Talk to Books, an experimental semantic search engine, allows people to ask questions in English and the engine will search more than 100,000 -- about 600 million sentences in aggregate -- to find and highlight the relevant information on the page.
The models driving this experience were trained on a billion conversation-like pairs of sentences, learning to identify what a good response might look like, explains Ray Kurzweil, Google's director of engineering, in a blog post.
Kurzweil introduced the tool Friday.
"You make a statement or ask a question, and the tool finds sentences in books that respond, with no dependence on keyword matching," he wrote. "In a sense, you are talking to the books, getting responses that can help you determine if you’re interested in reading them or not."
For example, ask the website "Can AIs have consciousness?” and the query will return a list of books that include information on that specific question.
Kurzweil and a team at Google Research created the technology.

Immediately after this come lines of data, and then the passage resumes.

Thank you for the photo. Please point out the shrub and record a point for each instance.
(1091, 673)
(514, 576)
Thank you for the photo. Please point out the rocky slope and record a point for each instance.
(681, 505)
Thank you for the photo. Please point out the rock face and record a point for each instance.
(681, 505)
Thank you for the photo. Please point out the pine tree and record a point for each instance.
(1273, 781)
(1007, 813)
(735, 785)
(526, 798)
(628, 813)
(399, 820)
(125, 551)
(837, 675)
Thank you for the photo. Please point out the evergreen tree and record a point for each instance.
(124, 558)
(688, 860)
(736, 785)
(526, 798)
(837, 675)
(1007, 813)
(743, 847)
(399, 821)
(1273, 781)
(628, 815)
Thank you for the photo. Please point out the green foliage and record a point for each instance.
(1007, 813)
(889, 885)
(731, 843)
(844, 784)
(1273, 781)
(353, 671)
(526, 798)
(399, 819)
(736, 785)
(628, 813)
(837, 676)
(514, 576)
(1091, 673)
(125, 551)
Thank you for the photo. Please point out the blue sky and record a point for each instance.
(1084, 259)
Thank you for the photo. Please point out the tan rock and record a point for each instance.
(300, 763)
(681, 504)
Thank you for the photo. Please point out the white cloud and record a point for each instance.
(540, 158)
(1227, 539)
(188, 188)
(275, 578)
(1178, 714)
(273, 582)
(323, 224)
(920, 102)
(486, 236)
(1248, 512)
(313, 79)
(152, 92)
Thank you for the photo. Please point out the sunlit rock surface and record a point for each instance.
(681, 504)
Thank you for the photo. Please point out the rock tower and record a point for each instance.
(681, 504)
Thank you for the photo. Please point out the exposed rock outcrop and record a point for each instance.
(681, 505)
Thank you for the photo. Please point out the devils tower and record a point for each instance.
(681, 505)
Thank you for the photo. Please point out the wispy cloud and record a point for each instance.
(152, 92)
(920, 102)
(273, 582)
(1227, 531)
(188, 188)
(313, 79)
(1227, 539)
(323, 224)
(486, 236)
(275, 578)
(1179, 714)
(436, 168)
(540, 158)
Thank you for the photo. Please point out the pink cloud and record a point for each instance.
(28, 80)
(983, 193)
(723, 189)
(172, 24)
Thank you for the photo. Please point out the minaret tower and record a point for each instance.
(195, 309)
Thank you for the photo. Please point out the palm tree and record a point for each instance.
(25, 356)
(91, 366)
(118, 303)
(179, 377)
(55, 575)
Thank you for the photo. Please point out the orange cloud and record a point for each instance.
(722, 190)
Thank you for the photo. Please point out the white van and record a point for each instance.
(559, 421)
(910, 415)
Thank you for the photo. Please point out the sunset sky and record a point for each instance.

If you type a question into the search engine on the Talk to Books website, it will scan every sentence in 100,000 volumes in Google Books and generate a list of likely responses with the pertinent passage bolded.
Last year, Google used word vector models of language to make improvements to Smart Reply for Gmail. Now, researchers are using the technology to explore other applications, such as Talk to Books and Semantris. Both are found on a website called Semantic Experience.
Semantris, a word association game, allows users to enter a word or phrase. The game ranks all of the words onscreen, scoring them based on how well they respond to what the user has typed.